Feeding Art To Kids

About 10 years ago, the school where my son was attending received a grant to provide each student in the 5th grade class with a tablet computer. The idea was that I would use these tablets and lovable 5th graders as my guinea pigs to examine the use of tablets in the classroom and how tablets could be integrated into teaching art. It is hard to believe that just 10 years ago, we – educators and parents – were still grappling with the hows, whys and logistics of integrating technologies into the classroom.

There are volumes of takeaways from that experience, but certainly one of the most profound was the level of complex thinking and application the kids were capable of. I was able to introduce 5th graders to concepts that I was teaching my college students, including semiotics. Semiotic theory is not normal 5th grade material, but stripping away the academic aspects and just focusing on what things mean in relation to other things, students were able to create projects and talk about juxtapositions in them.

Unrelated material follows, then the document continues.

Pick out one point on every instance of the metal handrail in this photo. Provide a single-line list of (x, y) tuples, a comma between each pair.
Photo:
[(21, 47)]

Within the course of a year, students explored photography using the camera in the tablets to learn the rule of thirds. We then created basic down shooters where students were able to explore basic principles of animation such as kinetics and stretch and squish. The next project was to first create model dragons and then explore animating them. The course culminated in students working in small groups to write and animate their own short animated videos which also required them to learn basic video editing to assemble the individual scene. At the end-of-the-year students’ show, students set up their tablets to show off their work to parents.

Kids are able to digest and utilize much more complex concepts than I ever imagined. Unfortunately this experiment ran for only two years (until commitments no longer allowed me the time to devote to the project). My sincerest hope for the class was to empower students to take on projects and use technologies to express complex and personal ideas – and clearly they succeeded.